Before I look into that @garlick, do you have a opinion on the calling of hostlist_uniq()
on the output response? I believe that is important for this support as well. It is a behavior change. I can't imagine anyone having a situation in which they do not want the output to be unique, but there could be some odd-ball cases I can't think about, like some odd-ball power device.
Except the main use case for aliases is to support mapping one name to multiple plugs. So with a list on the LHS it is ambiguous whether it should expand to each name on the LHS mapping to all the names on the RHS or just one.
do you think a new config command would be preferred? off the top of my head map
?
map "pfoo10[01,03,05,07,09,11,13,15,17,19]" "foo-blade[1,2,3,4,5,6,7,8,9,10]"
map "pfoo10[02,04,06,08,10,12,14,16,18,20]" "foo-blade[1,2,3,4,5,6,7,8,9,10]"

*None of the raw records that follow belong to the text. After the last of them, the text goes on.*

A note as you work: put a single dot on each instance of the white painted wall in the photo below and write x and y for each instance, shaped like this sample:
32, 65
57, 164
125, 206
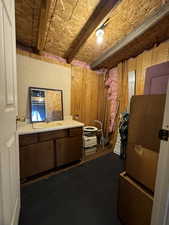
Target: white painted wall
36, 73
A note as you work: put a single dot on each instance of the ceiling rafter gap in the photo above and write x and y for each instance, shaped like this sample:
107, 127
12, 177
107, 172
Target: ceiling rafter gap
50, 20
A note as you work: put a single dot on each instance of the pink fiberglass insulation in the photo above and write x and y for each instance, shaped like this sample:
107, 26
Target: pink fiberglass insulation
112, 85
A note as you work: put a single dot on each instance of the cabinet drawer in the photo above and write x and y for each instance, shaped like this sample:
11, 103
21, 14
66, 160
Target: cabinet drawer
28, 139
36, 158
52, 135
77, 131
68, 150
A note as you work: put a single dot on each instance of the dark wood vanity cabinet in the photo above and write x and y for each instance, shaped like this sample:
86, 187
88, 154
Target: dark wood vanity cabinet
67, 150
44, 151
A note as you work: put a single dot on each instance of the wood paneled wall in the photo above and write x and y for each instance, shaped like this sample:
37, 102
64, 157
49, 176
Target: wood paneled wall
148, 58
88, 101
88, 93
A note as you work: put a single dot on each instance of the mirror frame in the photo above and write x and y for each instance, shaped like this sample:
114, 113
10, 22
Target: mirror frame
30, 103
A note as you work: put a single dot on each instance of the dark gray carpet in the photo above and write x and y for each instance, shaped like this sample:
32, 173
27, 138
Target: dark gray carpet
85, 195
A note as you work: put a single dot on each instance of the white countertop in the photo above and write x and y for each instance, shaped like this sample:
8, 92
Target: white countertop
28, 128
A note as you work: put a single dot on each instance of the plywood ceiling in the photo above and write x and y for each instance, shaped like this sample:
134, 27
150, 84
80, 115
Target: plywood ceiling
67, 17
27, 21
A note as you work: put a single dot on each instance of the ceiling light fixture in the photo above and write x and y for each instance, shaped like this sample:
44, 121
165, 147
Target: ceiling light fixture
99, 35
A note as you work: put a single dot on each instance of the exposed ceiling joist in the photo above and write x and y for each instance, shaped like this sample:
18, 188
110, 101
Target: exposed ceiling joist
43, 23
101, 10
154, 30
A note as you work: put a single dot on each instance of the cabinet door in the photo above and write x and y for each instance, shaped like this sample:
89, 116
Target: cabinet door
36, 158
68, 150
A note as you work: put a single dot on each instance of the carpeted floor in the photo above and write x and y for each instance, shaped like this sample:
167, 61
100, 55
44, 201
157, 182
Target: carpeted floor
85, 195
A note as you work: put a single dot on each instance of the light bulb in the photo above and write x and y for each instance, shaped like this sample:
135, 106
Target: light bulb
99, 35
99, 40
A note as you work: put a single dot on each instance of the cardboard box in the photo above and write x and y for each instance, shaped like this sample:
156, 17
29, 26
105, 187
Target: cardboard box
142, 165
146, 119
134, 203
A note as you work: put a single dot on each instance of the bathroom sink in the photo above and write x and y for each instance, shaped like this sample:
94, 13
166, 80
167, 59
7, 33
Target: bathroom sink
47, 125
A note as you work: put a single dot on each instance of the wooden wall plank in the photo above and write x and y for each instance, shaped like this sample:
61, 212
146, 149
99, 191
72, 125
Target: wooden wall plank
156, 55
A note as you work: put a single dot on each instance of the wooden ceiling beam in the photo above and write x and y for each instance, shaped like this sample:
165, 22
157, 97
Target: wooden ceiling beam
43, 24
101, 10
153, 30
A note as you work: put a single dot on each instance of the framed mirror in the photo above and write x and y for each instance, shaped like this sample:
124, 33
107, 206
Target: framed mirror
45, 104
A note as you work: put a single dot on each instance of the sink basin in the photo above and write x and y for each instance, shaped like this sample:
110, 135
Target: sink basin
47, 125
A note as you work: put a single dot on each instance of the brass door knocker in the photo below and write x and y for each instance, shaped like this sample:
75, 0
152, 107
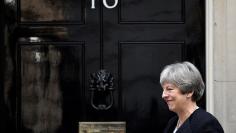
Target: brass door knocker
101, 87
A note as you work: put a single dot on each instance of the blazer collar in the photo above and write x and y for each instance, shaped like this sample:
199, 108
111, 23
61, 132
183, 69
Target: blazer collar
185, 128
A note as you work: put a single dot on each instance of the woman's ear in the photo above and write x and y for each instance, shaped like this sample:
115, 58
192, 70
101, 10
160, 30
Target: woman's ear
189, 94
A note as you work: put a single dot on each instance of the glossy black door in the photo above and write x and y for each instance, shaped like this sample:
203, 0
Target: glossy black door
57, 46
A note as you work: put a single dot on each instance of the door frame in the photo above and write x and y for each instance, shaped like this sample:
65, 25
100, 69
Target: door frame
209, 56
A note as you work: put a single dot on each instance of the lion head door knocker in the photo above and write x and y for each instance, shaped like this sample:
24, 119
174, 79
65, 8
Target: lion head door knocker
101, 87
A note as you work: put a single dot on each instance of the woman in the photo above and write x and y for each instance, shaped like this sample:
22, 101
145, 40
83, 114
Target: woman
182, 86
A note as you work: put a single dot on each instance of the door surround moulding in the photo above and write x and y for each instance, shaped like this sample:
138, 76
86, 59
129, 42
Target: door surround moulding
209, 56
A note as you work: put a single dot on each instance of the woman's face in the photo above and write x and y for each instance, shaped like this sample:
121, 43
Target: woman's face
173, 97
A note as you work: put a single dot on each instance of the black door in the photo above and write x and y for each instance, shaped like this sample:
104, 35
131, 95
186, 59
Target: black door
72, 62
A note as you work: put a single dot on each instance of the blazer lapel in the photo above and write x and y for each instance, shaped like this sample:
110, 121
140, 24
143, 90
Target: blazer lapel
185, 128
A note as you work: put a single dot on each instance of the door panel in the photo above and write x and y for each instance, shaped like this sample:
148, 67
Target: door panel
51, 87
51, 10
141, 64
153, 11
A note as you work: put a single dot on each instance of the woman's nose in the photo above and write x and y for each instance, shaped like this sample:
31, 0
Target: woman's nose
164, 95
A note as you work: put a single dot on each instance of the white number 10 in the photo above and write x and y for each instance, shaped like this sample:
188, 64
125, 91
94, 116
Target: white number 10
105, 4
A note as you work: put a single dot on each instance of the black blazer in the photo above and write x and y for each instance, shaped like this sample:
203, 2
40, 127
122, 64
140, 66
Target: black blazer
199, 121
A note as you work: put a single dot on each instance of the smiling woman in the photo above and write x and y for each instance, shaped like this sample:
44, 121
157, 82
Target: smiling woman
182, 87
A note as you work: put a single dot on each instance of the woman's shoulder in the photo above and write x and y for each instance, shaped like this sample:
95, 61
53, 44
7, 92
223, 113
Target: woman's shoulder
202, 120
202, 115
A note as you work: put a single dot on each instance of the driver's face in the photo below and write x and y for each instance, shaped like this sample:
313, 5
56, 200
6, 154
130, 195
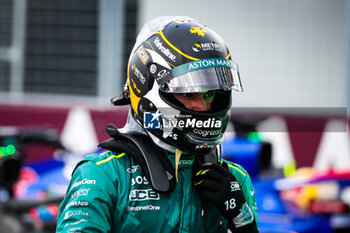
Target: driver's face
196, 101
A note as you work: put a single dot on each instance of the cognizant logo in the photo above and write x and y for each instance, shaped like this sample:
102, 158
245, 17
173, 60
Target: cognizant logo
153, 120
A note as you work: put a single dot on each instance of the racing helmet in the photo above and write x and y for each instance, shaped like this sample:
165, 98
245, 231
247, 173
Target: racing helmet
178, 54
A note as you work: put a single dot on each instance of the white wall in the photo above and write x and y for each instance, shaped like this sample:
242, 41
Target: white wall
290, 53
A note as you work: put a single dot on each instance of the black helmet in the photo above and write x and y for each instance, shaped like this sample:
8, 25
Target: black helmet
181, 55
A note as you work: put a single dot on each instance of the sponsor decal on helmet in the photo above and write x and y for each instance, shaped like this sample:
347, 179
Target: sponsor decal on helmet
142, 55
205, 133
138, 74
164, 50
143, 195
207, 47
153, 68
244, 217
153, 120
200, 31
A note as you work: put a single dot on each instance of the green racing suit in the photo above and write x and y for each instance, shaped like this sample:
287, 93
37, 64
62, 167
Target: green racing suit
108, 192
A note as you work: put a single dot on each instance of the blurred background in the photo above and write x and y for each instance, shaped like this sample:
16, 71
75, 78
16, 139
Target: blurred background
62, 60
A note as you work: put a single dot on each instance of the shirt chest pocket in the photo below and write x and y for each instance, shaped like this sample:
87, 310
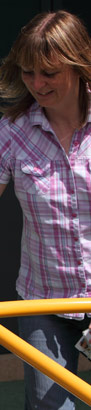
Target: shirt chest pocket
35, 177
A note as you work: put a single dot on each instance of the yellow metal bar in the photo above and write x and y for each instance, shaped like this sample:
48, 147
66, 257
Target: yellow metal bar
45, 306
46, 365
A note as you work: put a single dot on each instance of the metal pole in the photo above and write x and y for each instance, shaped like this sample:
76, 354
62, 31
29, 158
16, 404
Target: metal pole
45, 306
46, 365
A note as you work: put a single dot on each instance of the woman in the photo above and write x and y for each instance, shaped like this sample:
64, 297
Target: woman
45, 145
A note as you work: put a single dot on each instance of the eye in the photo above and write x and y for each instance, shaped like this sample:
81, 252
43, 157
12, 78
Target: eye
27, 72
49, 74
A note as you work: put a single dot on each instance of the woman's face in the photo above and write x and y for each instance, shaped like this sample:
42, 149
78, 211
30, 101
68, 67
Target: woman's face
53, 87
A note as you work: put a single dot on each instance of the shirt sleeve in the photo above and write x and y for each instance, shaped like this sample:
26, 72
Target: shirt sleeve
5, 151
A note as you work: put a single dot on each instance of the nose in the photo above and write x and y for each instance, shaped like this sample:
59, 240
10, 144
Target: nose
39, 82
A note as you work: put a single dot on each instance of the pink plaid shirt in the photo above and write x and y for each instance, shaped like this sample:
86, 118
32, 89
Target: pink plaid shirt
54, 191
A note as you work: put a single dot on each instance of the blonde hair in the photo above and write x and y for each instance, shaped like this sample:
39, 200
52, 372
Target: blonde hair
47, 38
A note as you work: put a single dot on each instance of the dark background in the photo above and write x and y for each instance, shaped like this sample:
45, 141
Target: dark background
13, 15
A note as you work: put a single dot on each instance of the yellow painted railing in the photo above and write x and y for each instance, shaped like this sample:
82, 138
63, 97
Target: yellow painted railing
16, 345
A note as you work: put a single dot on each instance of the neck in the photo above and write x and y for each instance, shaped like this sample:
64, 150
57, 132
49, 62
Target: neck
67, 112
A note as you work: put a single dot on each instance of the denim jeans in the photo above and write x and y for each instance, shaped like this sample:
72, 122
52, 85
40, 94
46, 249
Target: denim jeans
56, 338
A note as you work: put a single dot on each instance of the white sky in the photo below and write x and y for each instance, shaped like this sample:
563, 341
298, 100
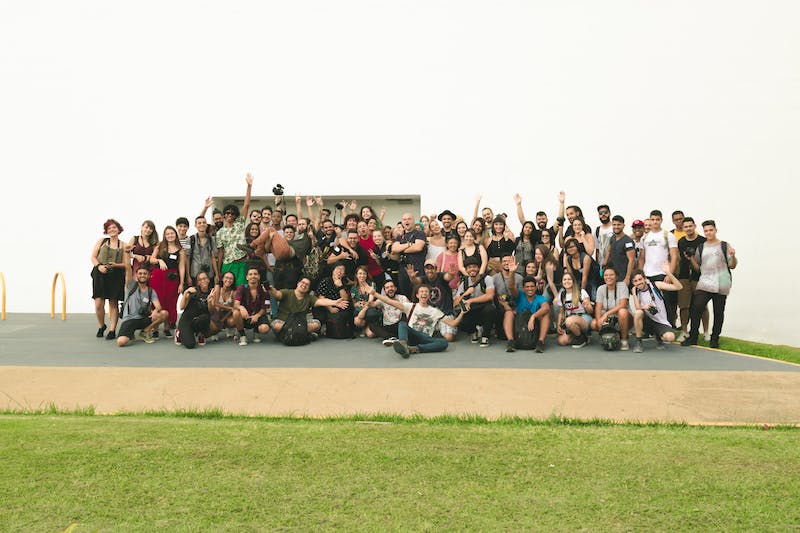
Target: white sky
140, 110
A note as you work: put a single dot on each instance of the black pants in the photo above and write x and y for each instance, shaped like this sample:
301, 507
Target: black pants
479, 315
699, 302
670, 299
190, 325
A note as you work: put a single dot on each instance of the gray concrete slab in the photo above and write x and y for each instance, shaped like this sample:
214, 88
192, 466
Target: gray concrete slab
38, 340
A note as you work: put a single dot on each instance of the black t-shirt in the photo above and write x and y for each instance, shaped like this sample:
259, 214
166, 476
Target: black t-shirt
618, 258
685, 270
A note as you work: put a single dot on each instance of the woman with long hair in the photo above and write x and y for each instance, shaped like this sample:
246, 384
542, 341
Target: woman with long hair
470, 247
109, 270
141, 246
447, 261
498, 245
168, 274
222, 315
574, 313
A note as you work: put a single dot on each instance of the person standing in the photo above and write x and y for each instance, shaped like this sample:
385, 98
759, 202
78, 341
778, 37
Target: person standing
714, 259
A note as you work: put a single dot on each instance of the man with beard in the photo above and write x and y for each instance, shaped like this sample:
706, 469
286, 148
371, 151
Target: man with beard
621, 251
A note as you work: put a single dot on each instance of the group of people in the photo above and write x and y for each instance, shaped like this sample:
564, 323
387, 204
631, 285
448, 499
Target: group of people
415, 284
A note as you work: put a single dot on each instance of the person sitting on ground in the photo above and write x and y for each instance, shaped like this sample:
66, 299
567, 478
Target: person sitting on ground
384, 325
532, 308
441, 295
476, 292
253, 305
300, 300
574, 313
223, 316
195, 321
136, 310
416, 333
650, 310
611, 307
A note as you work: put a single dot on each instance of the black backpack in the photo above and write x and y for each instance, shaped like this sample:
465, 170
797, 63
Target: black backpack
524, 338
295, 330
339, 325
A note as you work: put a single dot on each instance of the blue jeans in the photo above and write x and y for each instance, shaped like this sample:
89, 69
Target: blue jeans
423, 341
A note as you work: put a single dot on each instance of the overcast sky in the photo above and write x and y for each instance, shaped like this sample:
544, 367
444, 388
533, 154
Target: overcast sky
140, 110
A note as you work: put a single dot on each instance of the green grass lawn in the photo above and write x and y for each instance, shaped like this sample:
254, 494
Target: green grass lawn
145, 473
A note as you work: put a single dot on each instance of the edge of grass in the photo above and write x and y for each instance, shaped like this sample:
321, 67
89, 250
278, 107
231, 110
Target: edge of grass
217, 413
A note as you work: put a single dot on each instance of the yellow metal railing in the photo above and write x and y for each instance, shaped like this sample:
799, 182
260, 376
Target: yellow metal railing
3, 286
63, 297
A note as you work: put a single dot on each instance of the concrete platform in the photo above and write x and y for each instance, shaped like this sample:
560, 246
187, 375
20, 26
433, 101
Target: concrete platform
44, 360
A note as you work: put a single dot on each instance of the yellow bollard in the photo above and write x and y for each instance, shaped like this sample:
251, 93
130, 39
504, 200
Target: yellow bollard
63, 297
3, 285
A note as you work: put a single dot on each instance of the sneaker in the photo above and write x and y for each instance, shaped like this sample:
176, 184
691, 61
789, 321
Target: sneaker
389, 341
402, 348
579, 342
689, 341
637, 346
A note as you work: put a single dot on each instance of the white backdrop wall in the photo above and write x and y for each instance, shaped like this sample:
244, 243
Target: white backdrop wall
141, 110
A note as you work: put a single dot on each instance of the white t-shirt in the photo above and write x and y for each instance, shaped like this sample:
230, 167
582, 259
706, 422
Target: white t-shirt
423, 319
656, 251
569, 307
714, 275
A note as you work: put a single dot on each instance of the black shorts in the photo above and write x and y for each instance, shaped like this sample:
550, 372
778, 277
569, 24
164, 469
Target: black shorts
128, 327
263, 319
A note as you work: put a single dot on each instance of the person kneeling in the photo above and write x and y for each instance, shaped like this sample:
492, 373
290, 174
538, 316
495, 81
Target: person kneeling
137, 312
296, 303
651, 312
527, 326
416, 333
574, 316
611, 316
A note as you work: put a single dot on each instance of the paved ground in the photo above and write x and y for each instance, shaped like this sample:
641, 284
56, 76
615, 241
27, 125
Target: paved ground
44, 360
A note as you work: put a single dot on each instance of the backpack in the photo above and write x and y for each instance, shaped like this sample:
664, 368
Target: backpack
295, 330
339, 325
524, 338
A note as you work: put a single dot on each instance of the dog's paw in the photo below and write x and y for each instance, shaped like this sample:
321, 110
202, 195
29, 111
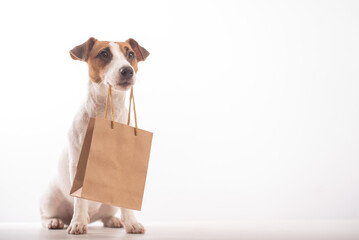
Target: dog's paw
77, 227
55, 223
112, 222
133, 226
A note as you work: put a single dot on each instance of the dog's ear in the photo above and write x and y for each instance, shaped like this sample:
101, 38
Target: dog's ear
82, 52
140, 52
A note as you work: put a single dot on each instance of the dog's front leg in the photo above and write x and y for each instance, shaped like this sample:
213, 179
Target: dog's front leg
80, 217
129, 221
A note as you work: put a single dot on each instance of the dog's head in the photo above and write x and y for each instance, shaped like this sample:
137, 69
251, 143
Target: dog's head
113, 63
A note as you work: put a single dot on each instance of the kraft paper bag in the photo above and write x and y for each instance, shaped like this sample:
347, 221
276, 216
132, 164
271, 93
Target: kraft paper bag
113, 162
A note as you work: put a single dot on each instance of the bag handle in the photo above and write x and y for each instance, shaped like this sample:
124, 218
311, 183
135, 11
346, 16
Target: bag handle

My thinking was basically "alias with one host as the first argument=one to many, alias with multiple hosts as first argument=one to one." Of course there are weird cases like what do you do if I put in alias "foo[1-4]" "bar[1-3]"
?
It's not the end of the world if we just end up with num_compute_node lines in the powerman.conf assuming that won't make it barf.
A new command would also totally make sense as Al just posted. Certainly avoids ambiguity and directly implicates the one-to-one mapping. In my perfect world I'd love support for things like "all the odd numbers in this hostlist get aliased to this list of nodes" to avoid the big comma-separated lists above, but that's kind of an extreme niche.
These configs are often script generated on big clusters anyway, so my inclination is that the shorthand command isn't really necessary.
Partly it's because we need Al working on high priority Flux work. So perhaps we could open a separate issue and think about whether we want I longer term?
User asked for an interesting support. In the el cap environment, two compute nodes are attached to one blade. It can be inconvenient to map a compute node to its blade (eg node1478 maps to blade???)
Idea was map two fictitious node names to same blade, ie blade1477 and blade1478 both power control the same blade.
The primary issue is how to deal with user submitting both nodes at same time to power control (i.e. `pm -0 blade1477,blade1478).
Pondering a bit, I think this may be doable if
arglist_find()
could return multiple args (i.e. a single power result could update multiple args). The ranged scripts could handle by callinghostlist_uniq()
before calling the power control target.But I bet there’s stuff I’m not thinking about right now.
Edit: minimally, what errors could occur on non-ranged scripts. But I suppose we aren't checking that multiple "targets" don't already point to the same plug. So perhaps it doesn't matter?